Abstract

Abstract Irrigated agriculture in the European Union (EU) is currently adapting to new conditions including the principle of the full recovery of water service costs, the reduction of water availability and the increasing variability in the prices of agricultural products. This has fostered an increasing number of economic analyses to investigate farmers’ behaviour by means of mathematical programming techniques including Positive Mathematical Programming (PMP) models. However PMP models generally consider only activities observed in the reference period even if, under new policies and market conditions, farmers can adopt irrigation techniques they have not used previously. In particular, under increasing water costs or decreasing water availability, farmers can introduce Deficit Irrigation (DI) techniques that might not have been profitable earlier. We propose an extension of the PMP approach to include DI techniques not observed in the reference period. These alternative techniques are identified by means of a crop growth model developed by the FAO. We apply our methodology to a Mediterranean area using three sets of simulations involving: increases in water costs, reductions in water availability, and changes in the prices of the products obtained from irrigated crops.

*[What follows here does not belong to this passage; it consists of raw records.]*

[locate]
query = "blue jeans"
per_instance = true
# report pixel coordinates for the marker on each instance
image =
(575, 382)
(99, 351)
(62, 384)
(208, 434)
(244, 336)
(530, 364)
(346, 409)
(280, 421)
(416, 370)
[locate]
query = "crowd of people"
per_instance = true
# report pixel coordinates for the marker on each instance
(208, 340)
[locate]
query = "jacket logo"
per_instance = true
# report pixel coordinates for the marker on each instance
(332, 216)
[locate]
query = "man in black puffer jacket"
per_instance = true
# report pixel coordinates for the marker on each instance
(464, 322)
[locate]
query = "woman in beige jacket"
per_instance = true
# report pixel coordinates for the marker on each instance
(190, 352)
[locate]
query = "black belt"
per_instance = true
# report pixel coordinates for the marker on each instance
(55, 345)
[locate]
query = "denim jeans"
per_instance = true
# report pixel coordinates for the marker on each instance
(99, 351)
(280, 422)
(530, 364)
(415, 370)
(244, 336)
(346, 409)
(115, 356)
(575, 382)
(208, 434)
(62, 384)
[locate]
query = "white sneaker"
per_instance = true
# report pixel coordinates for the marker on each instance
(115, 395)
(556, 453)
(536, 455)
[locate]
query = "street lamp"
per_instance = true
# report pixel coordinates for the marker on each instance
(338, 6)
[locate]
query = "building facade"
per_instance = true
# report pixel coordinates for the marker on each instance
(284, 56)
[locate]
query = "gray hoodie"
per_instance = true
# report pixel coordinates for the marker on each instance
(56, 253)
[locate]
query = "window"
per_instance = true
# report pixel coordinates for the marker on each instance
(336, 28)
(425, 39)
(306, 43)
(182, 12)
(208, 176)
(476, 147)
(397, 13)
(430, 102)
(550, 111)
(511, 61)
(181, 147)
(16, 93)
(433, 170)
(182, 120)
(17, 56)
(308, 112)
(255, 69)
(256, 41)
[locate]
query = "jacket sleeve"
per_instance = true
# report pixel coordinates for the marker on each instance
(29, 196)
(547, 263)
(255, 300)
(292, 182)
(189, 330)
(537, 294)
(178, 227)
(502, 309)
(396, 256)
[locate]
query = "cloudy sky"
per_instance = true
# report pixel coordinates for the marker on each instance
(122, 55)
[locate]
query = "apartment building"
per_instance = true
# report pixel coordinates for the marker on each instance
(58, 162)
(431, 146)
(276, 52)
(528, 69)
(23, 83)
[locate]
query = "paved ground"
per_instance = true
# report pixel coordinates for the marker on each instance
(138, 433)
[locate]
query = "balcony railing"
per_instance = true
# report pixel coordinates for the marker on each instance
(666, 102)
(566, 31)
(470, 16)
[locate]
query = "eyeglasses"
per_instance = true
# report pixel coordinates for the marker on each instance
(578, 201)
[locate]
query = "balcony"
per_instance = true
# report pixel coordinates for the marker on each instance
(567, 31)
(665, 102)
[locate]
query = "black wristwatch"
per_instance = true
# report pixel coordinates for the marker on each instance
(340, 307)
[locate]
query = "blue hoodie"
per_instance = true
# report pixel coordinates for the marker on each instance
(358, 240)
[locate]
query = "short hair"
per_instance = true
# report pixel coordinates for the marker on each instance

Lacking observations of alternative irrigation techniques, our approach captures potential technology adjustments and assesses the impact of changes in water policy and market conditions in a better way. Simulation results show that increasing water costs do not motivate adoption of DI techniques. Rather, farmers are induced to save water by switching from full irrigation to deficit irrigation when water availability is reduced or the prices of irrigated crops are increased.